Life & Culture

Andrzej Klimowski: The Polish Provocateur of Poster Design

The graphic artist reveals the origin of his baroque-horror visions

Taken from the A/W17 issue of Another Man:

Andrzej Klimowski’s 1980 poster for the Arnold Schoenberg opera Moses und Aron depicts his wife, Danusia Schejbal, transformed into a pagan dancer, her naked body wrapped in scarves and her head replaced by a winged serpent from a biblical engraving. This simple photomontage, brought to life in handpainted halftone dots, encapsulates every second of heathen sex and iconoclasm that drives Schoenberg’s brutal, Old Testament-inspired libretto. It’s a perfect example of how the graphic artist’s mastery of pure form enables him to communicate cultural themes so precisely, with so few ingredients. It also introduces Klimowski’s raw signature style, and a dark iconography rooted in the theological history of his Eastern European background.

Raised in London by Polish émigré parents, Klimowski took sculpture and painting at Saint Martin’s before moving to Warsaw to study poster art under renowned professor Henryk Tomaszewski. He worked for theatres and film distributors while studying in the mid-70s and, alongside set designer Danusia, belonged to Warsaw’s thriving arts movement, exchanging ideas with writers, actors and directors in their Communist-era high-rise flats, or over cheap canteen lunches.

“Of all the Eastern Bloc countries, economically Poland was one of the poorest, but culturally it was probably the richest,” he remembers. “Materials might have been in short supply but, so long as you didn’t have any political ambitions, you had total artistic freedom.

“The struggle in my work between fatalism and romanticism, darkness and light, came earlier. I absorbed it as a kid,” he explains. “Dad was in the Polish resistance, and we lived in a house full of displaced families where they set up the archive of the underground army. There were sabres, military maps and engravings of kings hanging on the walls. It all hovered around me and it stayed in my mind.”

Poland’s history of invasion, partition and uprising resonates throughout his work like a baroque mythology, from ornate folk costumes inspired by the Ottoman wars to grotesque figures lifted from Roman Catholic mysticism. Klimowski’s innate talent for conjuring nightmarish demons explains why his style lends itself to extracting the black heart of Beckett and Dostoyevsky, or films such as Taxi Driver and The Omen, with such devastating ease.

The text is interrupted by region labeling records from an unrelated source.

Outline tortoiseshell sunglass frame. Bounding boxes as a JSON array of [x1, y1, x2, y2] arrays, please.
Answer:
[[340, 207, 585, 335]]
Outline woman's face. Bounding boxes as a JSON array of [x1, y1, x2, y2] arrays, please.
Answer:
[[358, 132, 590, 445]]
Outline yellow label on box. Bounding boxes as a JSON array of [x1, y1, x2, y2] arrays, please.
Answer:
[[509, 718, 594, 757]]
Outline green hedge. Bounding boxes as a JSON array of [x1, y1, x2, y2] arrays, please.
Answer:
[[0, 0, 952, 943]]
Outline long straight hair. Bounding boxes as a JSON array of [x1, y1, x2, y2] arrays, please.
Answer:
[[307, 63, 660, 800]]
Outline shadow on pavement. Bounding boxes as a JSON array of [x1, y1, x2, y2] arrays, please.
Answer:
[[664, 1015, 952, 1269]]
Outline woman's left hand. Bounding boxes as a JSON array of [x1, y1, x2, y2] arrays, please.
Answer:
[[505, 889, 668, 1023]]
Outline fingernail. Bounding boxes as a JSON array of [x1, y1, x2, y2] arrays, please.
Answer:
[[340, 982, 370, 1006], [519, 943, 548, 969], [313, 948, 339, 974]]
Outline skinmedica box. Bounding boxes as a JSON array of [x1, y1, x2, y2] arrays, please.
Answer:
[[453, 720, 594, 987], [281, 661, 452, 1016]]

For that last horror he photographed his baby son, obscuring his head in the final layout with a cut-out gargoyle. The result is an irresistible jolt of pure gothic dread. Faces are often hidden or distorted: in a poster for Aleksei German’s hellishly beautiful film Hard to Be a God, features are sliced up and twisted at unnatural angles, hooking the viewer with a disquieting question that drags them into German’s world.

Now 67 and currently Professor of Illustration at London’s Royal College of Art, Klimowski has a practice that includes graphic novels whose narratives unfold over multiple pages – but the poster’s power to capture our imagination in one hit still excites him. It’s the reason he chose graphic design over fine art in the first place. “That, and the fact I made pictures that were reproduced in their thousands and then plastered on the walls of the city,” he says. “So much better than seeing your work in a white cube.”

The Klimowski Poster Book is published by SelfMadeHero in spring 2018.